Read Old Man Scanlon

Summer Postlude

20 October 2010

By the end of August, summer is moribund; by the middle of September, truly done for. Summer the well-beloved is over, dead and gone. Although its demise and subsequent resurrection recur as predictably as clockwork, we seem to have some vestigial reptilian brain wiring which reacts with shocked melodrama to summer's end. We might even go through the now-classic five stages of bereavement, not a moment too soon arriving at acceptance.

This fall six of us survivors transcended mere acceptance. We embraced summer's successor by celebrating the equinox at Old Orchard Beach. Our annual tradition of spending a few days at Old Orchard began serendipitously about five years ago when we couldn't find a place to stay in Portland. It turned out that this nearby, bustling, slightly seedy seaside honky-tonk suited us just fine. Our timing this year was more serendipity; conflicting schedules postponed the trip until after Labor Day.

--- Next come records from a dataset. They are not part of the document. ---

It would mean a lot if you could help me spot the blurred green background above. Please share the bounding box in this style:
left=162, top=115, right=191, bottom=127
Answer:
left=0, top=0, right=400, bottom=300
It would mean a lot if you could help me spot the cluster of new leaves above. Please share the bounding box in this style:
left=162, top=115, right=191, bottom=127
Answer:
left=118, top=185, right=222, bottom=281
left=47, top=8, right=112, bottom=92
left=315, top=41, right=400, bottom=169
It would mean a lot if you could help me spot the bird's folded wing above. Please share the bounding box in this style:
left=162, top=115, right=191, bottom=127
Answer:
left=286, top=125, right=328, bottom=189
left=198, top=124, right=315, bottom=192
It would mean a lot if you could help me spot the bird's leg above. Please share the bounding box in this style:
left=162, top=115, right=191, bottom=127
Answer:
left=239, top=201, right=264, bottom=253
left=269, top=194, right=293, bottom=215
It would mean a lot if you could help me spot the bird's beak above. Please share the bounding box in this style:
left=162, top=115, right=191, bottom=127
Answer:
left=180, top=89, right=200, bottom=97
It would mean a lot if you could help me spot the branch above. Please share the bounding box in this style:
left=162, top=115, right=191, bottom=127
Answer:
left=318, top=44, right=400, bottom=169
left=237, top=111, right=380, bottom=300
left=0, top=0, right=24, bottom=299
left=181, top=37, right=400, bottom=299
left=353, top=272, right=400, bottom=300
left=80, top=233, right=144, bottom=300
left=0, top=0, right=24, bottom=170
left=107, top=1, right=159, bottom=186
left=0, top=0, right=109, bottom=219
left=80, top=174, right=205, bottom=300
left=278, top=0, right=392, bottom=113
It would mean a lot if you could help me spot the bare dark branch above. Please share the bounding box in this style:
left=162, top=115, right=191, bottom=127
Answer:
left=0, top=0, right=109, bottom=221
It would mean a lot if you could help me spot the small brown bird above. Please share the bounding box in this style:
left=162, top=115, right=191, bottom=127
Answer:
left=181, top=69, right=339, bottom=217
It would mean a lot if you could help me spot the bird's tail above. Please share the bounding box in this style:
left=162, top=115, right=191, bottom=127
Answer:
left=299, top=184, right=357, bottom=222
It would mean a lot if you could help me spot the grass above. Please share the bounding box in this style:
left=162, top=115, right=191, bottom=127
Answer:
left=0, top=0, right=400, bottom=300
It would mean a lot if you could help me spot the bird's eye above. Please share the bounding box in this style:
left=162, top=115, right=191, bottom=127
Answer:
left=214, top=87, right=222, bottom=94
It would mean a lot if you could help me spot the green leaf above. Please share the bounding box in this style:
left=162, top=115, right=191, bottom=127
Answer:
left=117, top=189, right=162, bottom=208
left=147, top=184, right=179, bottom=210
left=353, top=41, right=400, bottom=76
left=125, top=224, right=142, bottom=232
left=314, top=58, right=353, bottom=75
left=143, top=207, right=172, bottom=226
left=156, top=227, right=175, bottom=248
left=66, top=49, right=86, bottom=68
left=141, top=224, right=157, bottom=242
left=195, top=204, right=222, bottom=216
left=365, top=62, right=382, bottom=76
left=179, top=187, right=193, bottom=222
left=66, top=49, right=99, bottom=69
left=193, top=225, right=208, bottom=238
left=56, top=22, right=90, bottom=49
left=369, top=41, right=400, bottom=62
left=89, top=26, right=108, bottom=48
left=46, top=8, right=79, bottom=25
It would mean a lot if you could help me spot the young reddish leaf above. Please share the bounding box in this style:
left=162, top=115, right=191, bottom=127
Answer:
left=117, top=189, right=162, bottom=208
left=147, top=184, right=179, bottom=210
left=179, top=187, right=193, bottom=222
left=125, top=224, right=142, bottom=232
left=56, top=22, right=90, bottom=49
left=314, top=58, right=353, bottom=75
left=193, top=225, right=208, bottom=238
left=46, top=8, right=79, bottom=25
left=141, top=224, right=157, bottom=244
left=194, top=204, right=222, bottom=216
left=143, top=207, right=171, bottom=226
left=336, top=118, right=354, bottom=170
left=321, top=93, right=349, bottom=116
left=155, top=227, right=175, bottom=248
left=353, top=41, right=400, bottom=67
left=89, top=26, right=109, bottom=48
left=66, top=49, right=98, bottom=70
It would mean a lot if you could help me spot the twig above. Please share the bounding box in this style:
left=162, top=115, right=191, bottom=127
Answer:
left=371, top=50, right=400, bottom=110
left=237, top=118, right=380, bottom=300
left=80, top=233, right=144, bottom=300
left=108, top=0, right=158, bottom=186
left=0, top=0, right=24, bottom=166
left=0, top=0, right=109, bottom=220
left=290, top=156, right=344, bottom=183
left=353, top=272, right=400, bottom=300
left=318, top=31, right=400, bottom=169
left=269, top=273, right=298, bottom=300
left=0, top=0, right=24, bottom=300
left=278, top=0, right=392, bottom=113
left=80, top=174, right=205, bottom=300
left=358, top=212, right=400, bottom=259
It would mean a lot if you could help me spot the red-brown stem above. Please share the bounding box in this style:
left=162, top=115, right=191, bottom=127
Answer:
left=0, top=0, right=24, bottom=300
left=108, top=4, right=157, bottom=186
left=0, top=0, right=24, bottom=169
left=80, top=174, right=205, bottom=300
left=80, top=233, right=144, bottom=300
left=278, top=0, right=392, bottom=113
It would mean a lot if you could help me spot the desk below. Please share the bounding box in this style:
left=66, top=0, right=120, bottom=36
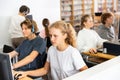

The weather held, and the town had lost none of its charm post-season, flaunting a relieved, mellower vibe. Most shops had closed for the season or opened only on weekends, and the engrave-your-name-on-rice and other pier emporia had disappeared without a trace. Ubiquitous cigarette-smoking Quebecois teenagers no longer graced the now deserted sidewalks.

trivial

We recreated strenuously on our B & B's front porch, reading, napping, working cryptic crosswords, drinking tea and coffee and wine, shooting the breeze. The women assembled the Maine-themed jigsaw puzzle, a tradition within the tradition. We played an original Trivial Pursuit game, its questions ranging from gimmes to the ridiculously obscure, additionally daunting because the answers might or might not be thirty years out of date. Just down the hill we could watch the coast-hugging Amtrak Downeaster make its ten daily transits, momentarily cutting us off from the beach.

Though the front porch seduced us, we ventured off occasionally. At Camp Ellis Bill, Don, and I basked in Atlantic air with binoculars while Andrea, Cheryl, and Jean clambered out onto the jetty. We took our traditional ferry from Portland to Peaks Island, whose own charm augments Casco Bay's always-interesting maritime activity. From Portland Head Light we saw a cruise line leviathan leave Maine State Pier and glide out to sea during a gorgeous sunset and dusk.

Our major challenge was finding venues capable of satisfying our gluttony, and we succeeded. We also pretty well mastered sloth, except for a couple of crypto-bicyclists in our midst. And we envied no one.

This is a vacation worth the overhead, of which the best part isn't returning home, and from which we came back less tired than when we started. Once again we resisted indulging the frenzied American chase for excitement, the feverish quest to tick off items on a bucket list. Our gratification lay only tangentially to what we did or in the doing. It lay essentially, as it so often does and should, in the simple, intangible, and timeless pleasures of friendship.